The nature of the [Pt(bipy)2]2+ion in aqueous alkaline solution: a new look at an old problem

Abstract

It has been known since 1973 that addition of NaOH (aq) to an aqueous solution of [Pt(bipy)2](NO3)2·H2O gives rise to changes in both the solution UV/Vis and solution 1H and 13C NMR spectra of the complex. These spectral changes have been variously interpreted as arising either from attack of OH− at C-6 of a bipyridine ligand to form a covalent hydrate, or coordination of OH− to the Pt ion to form a higher coordinate complex. In this paper, we utilise 195Pt NMR spectroscopy for the first time to study this system. The broad 195Pt NMR peak due to [Pt(bipy)2]2+ at −2273 ppm decreases in intensity on sequential addition of less than stoichiometric amounts of NaOH (aq) and a significantly narrower peak appears at −2094 ppm in proportion to the amount of NaOH (aq) added. Only the latter peak is observed after addition of one mol equivalent of NaOH (aq).

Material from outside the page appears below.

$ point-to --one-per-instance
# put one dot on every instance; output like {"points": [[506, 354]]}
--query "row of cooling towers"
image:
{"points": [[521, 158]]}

Neither NaCl (aq) nor Na2SO4 (aq) affect the 195Pt NMR spectrum of [Pt(bipy)2]2+ but addition of half a mol equivalent of Na2S2O3 (aq) gives a peak ∼430 ppm upfield of that due to [Pt(bipy)2]2+. The 195Pt chemical shift of the structurally characterised pseudo-five-coordinate complex [Pt(phen)2(CN)]+ is −2726 ppm. Our results rule out deprotonation of a water molecule weakly coordinated to [Pt(bipy)2]2+ by the added NaOH (aq) and are consistent with formation of a conformationally mobile pseudo-five-coordinate complex.